Шурик прочитал письмо прямо возле почтового ящика. Оно было как с того света. Уж во всяком случае, оно было адресовано не ему, а другому человеку, который жил в другом веке. И в том же прошлом веке осталась прелесть прогулок по ночному городу, и лекции по литературе – они были слишком хороши, чтобы стать повседневностью. Для этого существовала раздражающая нос химия… В прошлом осталась и все укрупняющаяся от ухода из времени бабушка, в тени которой не было ни жары, ни холода, а благорастворение воздухов. И здесь, между первым и вторым этажом, около зеленой шеренги почтовых ящиков, его охватило молниеносное и огненное чувство отвращения ко всему: в первую очередь, к себе, потом к институту, к лабораторным столам и коридорам, к провонявшим мочой и хлоркой уборным, ко всем учебным дисциплинам и их преподавателям, к Але с ее густыми жирными волосами с кислым запахом, который он вдруг ощутил возле своего носа… Его передернуло, даже испарина выступила по телу – но тут же все и прошло.

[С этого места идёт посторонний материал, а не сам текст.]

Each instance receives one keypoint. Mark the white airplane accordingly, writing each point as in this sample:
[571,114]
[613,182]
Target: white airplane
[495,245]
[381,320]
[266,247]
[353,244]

Он сунул письмо в карман и понесся в институт: у него назревала сессия, и весна назревала, и опять он запустил неорганическую химию, и лабораторные, и еще не снял дачу, которую бабушка снимала из года в год, отчасти потому, что не нашел в бабушкиной книжке рабочего телефона дачной хозяйки, отчасти из-за нехватки времени: известно было, что дачи снимают в феврале, а в марте ничего путного уже не снять.
Он бежал в институт, и письмо Лилино было в его душе, как съеденный утром завтрак в желудке – необратимо и в глубине. Два факта, сообщенные Лилей, – о том, что родители ее разошлись, и о том, что у нее появился парень по имени Арье, – совершенно не тронули его. Тронуло само письмо – почти физически: вот бумага, на которой ее рукой нечто написано, из чего следует, что она есть на свете, а не исчезла бесследно, как бабушка. Ведь до сих пор было такое чувство, что они удалились в одном направлении. И это письмо в кармане – как все мы любим себя обманывать – как будто намекало, что и бабушка может прислать письмо из того места, где она теперь находится.
Шурик не додумал этого до конца, это приятное чувство не оделось такими словами, чтобы можно было другому человеку это объяснить. Но разве мама поймет это смутное, приятное чувство? Она подумает, что он просто Лилиному письму радуется…
И он, отодвинув все зыбкое и неконкретное, жил себе дальше, бегал в институт, сдавал какие-то коллоквиумы, ухитрялся немного зарабатывать – французские уроки, оставшиеся от бабушки. Деньги, о которых при бабушке и речи не заводилось, исчезали с невероятной скоростью и заставляли о себе думать. Шурику было совершенно ясно, что заботиться об этом должен он сам, а не слабенькая, совсем прозрачная мать.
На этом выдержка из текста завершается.